Kaout, 'avoir'
Traits exceptionnels du verbe 'kaout'
Mutations
Humpheys (1995:337) remarque avec justesse que ce verbe ne subit pas de mutations consonnantiques à son initiale. L'initiale du verbe ne varie pas selon le rannig, et donc le contexte syntaxique précédant ce rannig comme les autres verbes. Fait exceptionnel en Breton, l'initiale du verbe kaout varie selon la personne du sujet.
(1) | [ | p,ǝs | kǝ hw'ent | / | m,a pǝs | hw'ent] | |||
p-eus | ket c'hoant | ma p-eus | c'hoant | ||||||
(NEG) | 2SG-a | NEG envie | si 2SG-a | envie | |||||
'Tu ne veux pas.' / 'Si tu veux.'.' | breton central, | Humphreys (1995:337) |
Morphologie
infinitif
L'infinitif du verbe 'avoir' est différent de dialectes en dialectes.
Hemon (2000:§140,(10),br.) note qu'en KLT moderne comme en moyen breton, il n'existe pas de morphologie infinitive propre au verbe 'avoir', qui emprunte celui du verbe trouver (caffout, ka(v)out), ou le verbe bezañ, 'être'.

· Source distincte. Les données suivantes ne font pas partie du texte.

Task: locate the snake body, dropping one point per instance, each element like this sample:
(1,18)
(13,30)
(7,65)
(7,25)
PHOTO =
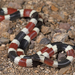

(2) | Red eo | beza greet anezhi | evit her | gouzoud. | |||
obligé est | être fait P.3SGF | pour 3SG.IN | savoir | ||||
‘Il faut l'avoir fait pour le savoir.’ | léonard (Kleder), Seite (1998:41) |
Rostrenen (1738:68) relève des formes telles que endevout dans le vannetais. Pour Hemon (2000:§140,(10),br.), cette forme endevout n'existe pas ailleurs dans les dialectes.
racine
La racine verbale du verbe kaout, 'avoir' est visiblement le verbe bezañ, 'être'.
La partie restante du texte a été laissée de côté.